The Garden Bros. Circus – “A family tradition for over 100 years!” – is coming to the Minneapolis Convention Center this weekend for six shows over two days.
Online, the show advertises “everything you’d expect to see at a circus,” an “all new, fast paced, totally exciting show” that includes elephants, camels, llamas, horses, and buffalo, in addition to motorcycle daredevils and Chinese acrobats.
The experience would be dazzling and cheap, with prices running from $36 for a VIP ringside seat to $8 for a child ticket. The first 100 adults to buy were eligible for nearly half off general admission. Those tickets already sold out.
Certainly the Florida-based circus, which has a D- rating with the Better Business Bureau based on customer complaints about no-shows, false advertising, and shitty VIP seating, would deliver everything it promises.
Well, Garden Bros. -- a.k.a. Piccadilly Circus, a.k.a. Circus America -- most certainly will not have its animal acts this weekend, unless it’s willing to pay a $2,000 fine for failing to obtain an exotic animal permit from Minneapolis Animal Care and Control.
According to city ordinance, circuses need to file an application with Animal Care and Control no less than 90 days prior to the show, and include information on veterinary records to prove that adequate care would be provided to prevent animal suffering and disease transmission, as well as safety plans for restraining the animals.
Owners are supposed to disclose a complete history of animal cruelty violations they’ve gotten anywhere in the country.
Minneapolis spokesman Casper Hill confirmed Tuesday that Garden Bros. had been denied a permit for the type of show it’s advertising.
“The city of Minneapolis denied exotic animal permits for the Garden Bros. Circus because there is not nearly enough time for the needed inspections,” Hill says.

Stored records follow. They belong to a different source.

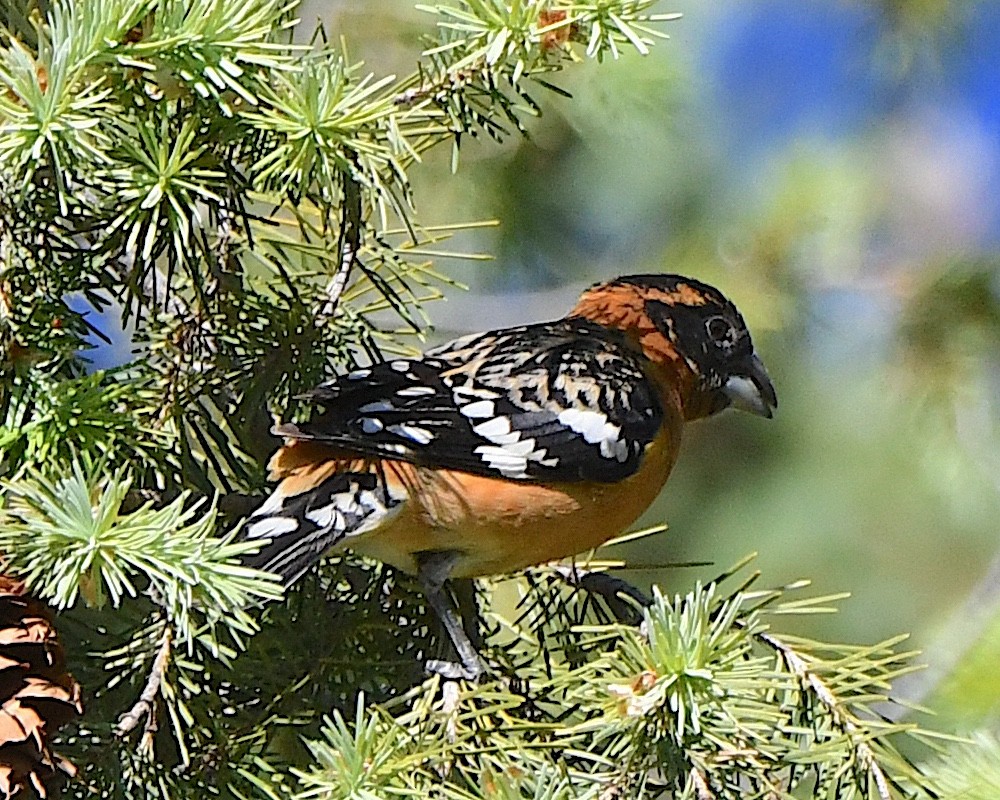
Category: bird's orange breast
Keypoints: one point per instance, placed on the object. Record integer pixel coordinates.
(498, 525)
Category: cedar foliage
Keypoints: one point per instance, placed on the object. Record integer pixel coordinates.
(244, 201)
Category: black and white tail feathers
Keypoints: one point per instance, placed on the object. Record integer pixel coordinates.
(297, 529)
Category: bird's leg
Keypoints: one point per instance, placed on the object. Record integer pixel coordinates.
(433, 571)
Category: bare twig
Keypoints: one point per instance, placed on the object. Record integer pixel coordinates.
(348, 245)
(144, 705)
(701, 788)
(825, 695)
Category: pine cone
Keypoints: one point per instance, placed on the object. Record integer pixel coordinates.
(37, 696)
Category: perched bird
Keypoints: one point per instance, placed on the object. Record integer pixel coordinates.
(505, 449)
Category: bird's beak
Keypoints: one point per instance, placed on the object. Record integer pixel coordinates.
(752, 391)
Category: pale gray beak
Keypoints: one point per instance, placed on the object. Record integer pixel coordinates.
(753, 390)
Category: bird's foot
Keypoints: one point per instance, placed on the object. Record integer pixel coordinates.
(454, 671)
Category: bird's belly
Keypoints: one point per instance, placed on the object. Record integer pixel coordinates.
(497, 526)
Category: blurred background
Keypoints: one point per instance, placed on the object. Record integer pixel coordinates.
(834, 167)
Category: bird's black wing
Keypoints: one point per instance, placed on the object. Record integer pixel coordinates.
(562, 401)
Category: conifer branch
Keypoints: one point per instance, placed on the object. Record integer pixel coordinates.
(145, 705)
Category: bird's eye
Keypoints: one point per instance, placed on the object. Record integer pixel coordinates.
(719, 331)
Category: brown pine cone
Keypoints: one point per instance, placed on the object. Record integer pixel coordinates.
(37, 696)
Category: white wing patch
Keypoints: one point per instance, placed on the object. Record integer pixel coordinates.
(270, 526)
(595, 428)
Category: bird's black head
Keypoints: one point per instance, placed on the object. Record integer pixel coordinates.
(704, 329)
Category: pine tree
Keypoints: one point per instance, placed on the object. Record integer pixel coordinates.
(244, 201)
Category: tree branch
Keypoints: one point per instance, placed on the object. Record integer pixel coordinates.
(144, 705)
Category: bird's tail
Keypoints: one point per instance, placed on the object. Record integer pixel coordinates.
(303, 519)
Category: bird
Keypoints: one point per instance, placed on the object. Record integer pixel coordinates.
(509, 448)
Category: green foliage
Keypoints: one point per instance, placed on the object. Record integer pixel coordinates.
(702, 700)
(67, 536)
(245, 203)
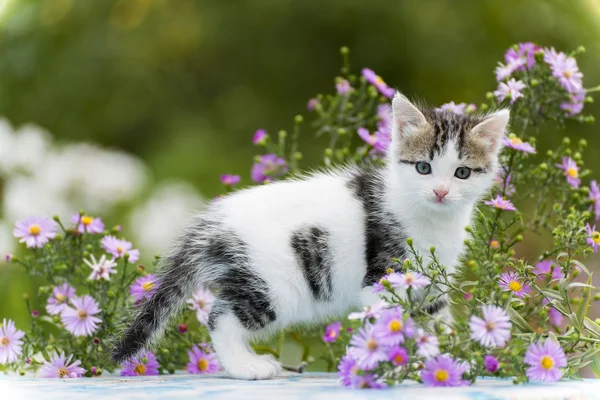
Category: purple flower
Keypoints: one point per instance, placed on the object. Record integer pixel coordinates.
(510, 282)
(493, 330)
(571, 171)
(260, 137)
(443, 370)
(79, 319)
(501, 203)
(59, 300)
(119, 248)
(230, 180)
(60, 366)
(270, 166)
(367, 348)
(545, 360)
(101, 269)
(202, 361)
(511, 90)
(202, 302)
(88, 224)
(376, 81)
(144, 287)
(35, 231)
(10, 342)
(144, 365)
(515, 143)
(332, 332)
(490, 363)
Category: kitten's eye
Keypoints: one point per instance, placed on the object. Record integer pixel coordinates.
(423, 168)
(462, 172)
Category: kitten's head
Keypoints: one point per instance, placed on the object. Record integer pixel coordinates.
(441, 159)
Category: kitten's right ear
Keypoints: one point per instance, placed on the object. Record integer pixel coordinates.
(406, 114)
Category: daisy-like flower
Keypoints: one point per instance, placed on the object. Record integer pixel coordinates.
(517, 144)
(60, 366)
(367, 349)
(80, 319)
(545, 360)
(144, 365)
(61, 295)
(443, 370)
(493, 330)
(427, 344)
(144, 287)
(332, 332)
(571, 171)
(260, 137)
(593, 237)
(201, 302)
(378, 82)
(511, 90)
(35, 231)
(267, 168)
(202, 361)
(101, 269)
(510, 282)
(500, 203)
(119, 248)
(88, 224)
(10, 342)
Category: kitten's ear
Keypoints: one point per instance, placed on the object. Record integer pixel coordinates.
(405, 114)
(492, 129)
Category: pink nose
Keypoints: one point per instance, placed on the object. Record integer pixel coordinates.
(440, 193)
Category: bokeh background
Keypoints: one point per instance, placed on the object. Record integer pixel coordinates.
(131, 109)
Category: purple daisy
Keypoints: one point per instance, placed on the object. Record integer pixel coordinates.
(10, 342)
(143, 365)
(202, 361)
(501, 204)
(61, 295)
(80, 319)
(61, 366)
(269, 167)
(101, 269)
(35, 231)
(493, 330)
(144, 287)
(119, 248)
(511, 90)
(376, 81)
(201, 302)
(88, 224)
(332, 332)
(510, 282)
(571, 171)
(545, 360)
(443, 370)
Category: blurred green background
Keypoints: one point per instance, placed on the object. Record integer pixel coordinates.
(183, 84)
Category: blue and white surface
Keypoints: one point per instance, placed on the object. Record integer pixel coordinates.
(306, 386)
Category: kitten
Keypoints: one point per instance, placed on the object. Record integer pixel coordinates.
(306, 249)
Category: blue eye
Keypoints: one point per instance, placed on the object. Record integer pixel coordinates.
(423, 168)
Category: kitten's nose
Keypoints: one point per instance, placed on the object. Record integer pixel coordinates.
(440, 193)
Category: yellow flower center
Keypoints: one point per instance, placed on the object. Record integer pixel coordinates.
(35, 229)
(547, 362)
(441, 375)
(515, 286)
(203, 365)
(140, 369)
(395, 325)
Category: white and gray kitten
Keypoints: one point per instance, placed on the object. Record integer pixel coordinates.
(304, 250)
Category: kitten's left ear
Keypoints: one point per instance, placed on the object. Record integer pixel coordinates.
(492, 129)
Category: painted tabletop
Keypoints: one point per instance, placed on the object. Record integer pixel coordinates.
(293, 386)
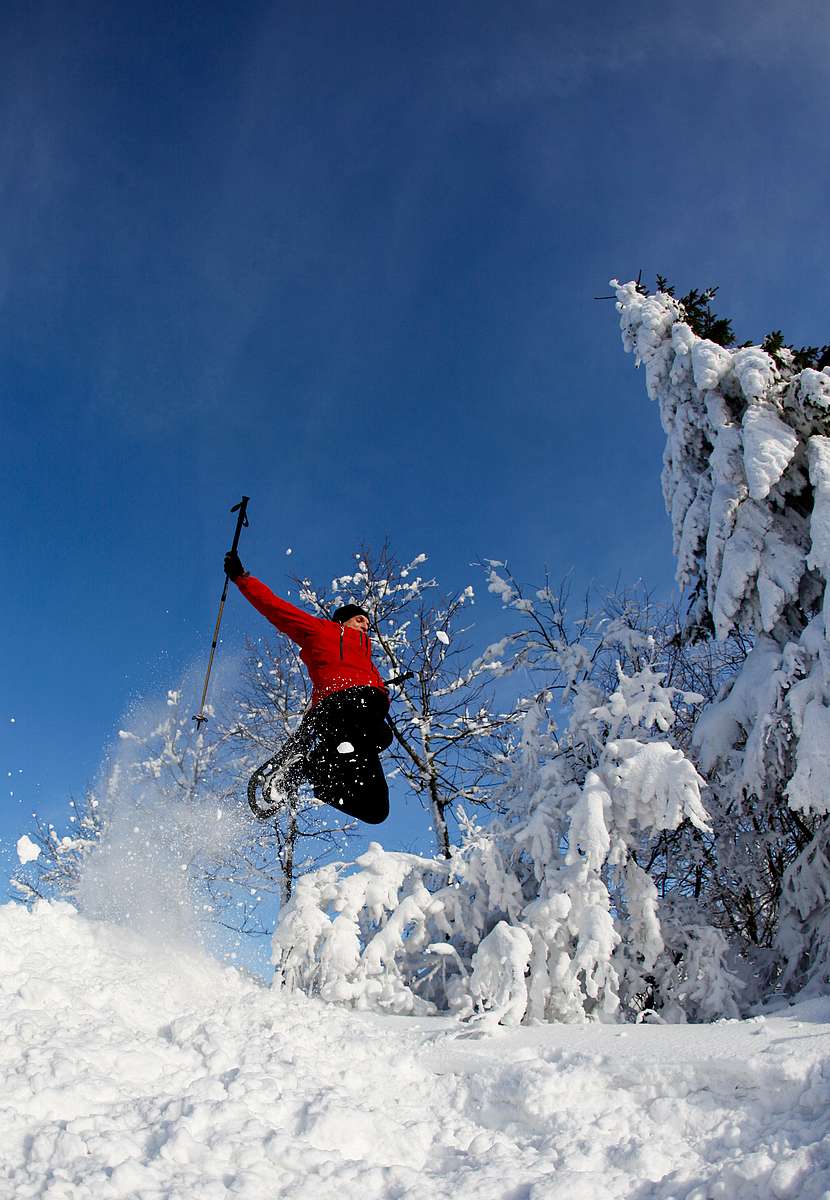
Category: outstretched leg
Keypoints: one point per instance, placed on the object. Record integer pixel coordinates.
(278, 777)
(347, 731)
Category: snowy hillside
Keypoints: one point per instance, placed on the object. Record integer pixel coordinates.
(130, 1072)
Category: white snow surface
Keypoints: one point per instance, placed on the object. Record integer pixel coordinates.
(134, 1072)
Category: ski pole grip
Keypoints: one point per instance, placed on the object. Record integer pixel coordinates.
(241, 520)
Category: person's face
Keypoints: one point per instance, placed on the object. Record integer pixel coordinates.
(361, 623)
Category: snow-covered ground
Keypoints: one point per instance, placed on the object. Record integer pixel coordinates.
(133, 1071)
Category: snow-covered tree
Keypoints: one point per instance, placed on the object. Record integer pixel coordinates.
(50, 861)
(545, 913)
(746, 481)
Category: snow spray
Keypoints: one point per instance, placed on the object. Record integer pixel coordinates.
(146, 871)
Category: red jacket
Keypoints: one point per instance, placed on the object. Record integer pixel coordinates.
(336, 657)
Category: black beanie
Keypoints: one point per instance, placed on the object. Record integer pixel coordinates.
(347, 611)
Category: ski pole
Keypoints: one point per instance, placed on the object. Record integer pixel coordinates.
(241, 523)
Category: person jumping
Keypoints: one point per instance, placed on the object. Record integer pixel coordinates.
(336, 748)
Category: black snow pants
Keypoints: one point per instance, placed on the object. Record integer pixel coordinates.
(336, 753)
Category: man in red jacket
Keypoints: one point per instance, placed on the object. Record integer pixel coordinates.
(337, 744)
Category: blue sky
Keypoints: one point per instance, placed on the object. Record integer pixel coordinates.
(342, 258)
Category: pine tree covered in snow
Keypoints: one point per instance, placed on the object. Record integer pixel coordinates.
(746, 480)
(543, 913)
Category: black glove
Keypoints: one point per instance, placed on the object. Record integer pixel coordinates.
(233, 568)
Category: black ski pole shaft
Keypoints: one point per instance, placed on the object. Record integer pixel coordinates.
(241, 522)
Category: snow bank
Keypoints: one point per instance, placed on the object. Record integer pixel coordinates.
(137, 1073)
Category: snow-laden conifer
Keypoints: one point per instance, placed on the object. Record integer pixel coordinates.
(746, 480)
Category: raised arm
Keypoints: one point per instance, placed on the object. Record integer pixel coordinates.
(289, 619)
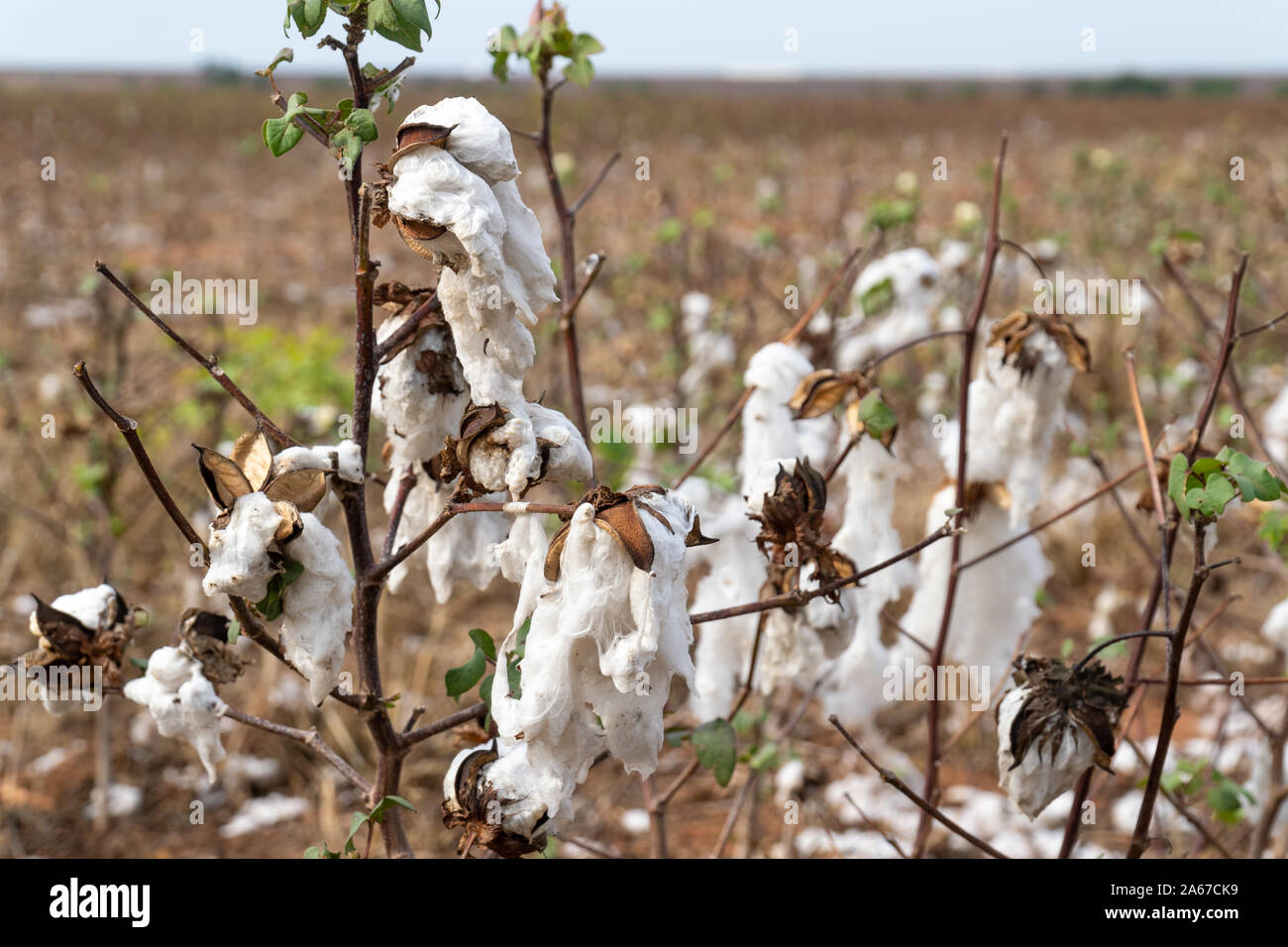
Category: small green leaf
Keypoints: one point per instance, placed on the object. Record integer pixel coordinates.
(877, 416)
(462, 680)
(580, 71)
(716, 746)
(483, 642)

“Before any exotic animal permits are granted to circuses, Minneapolis Animal Care & Control needs to conduct thorough inspections of the business. This includes having a city inspector travel to where a particular circus is currently operating – at the circus’ expense – to inspect its operations. Every animal that is part of a circus show needs to be inspected as well. For this reason, applications need to be made at least 90 days prior to the planned event. The application we received for Garden Bros. Circus’ June 3-4 show dates came into the city last Friday.”
Garden Bros. did not respond for comment.
Dan Hendrickson, spokesman for the Better Business Bureau of Minnesota, says Garden Bros.' advertising is worthy of the attorney general's attention.
"Our hope would be the responsible thing would be to adjust their advertising and say we’re doing this abbreviated show," he says. "My hope is the city’s watching closely. We can’t shut them down. By the time we get an advertising review challenge going they’ll be on to the next town."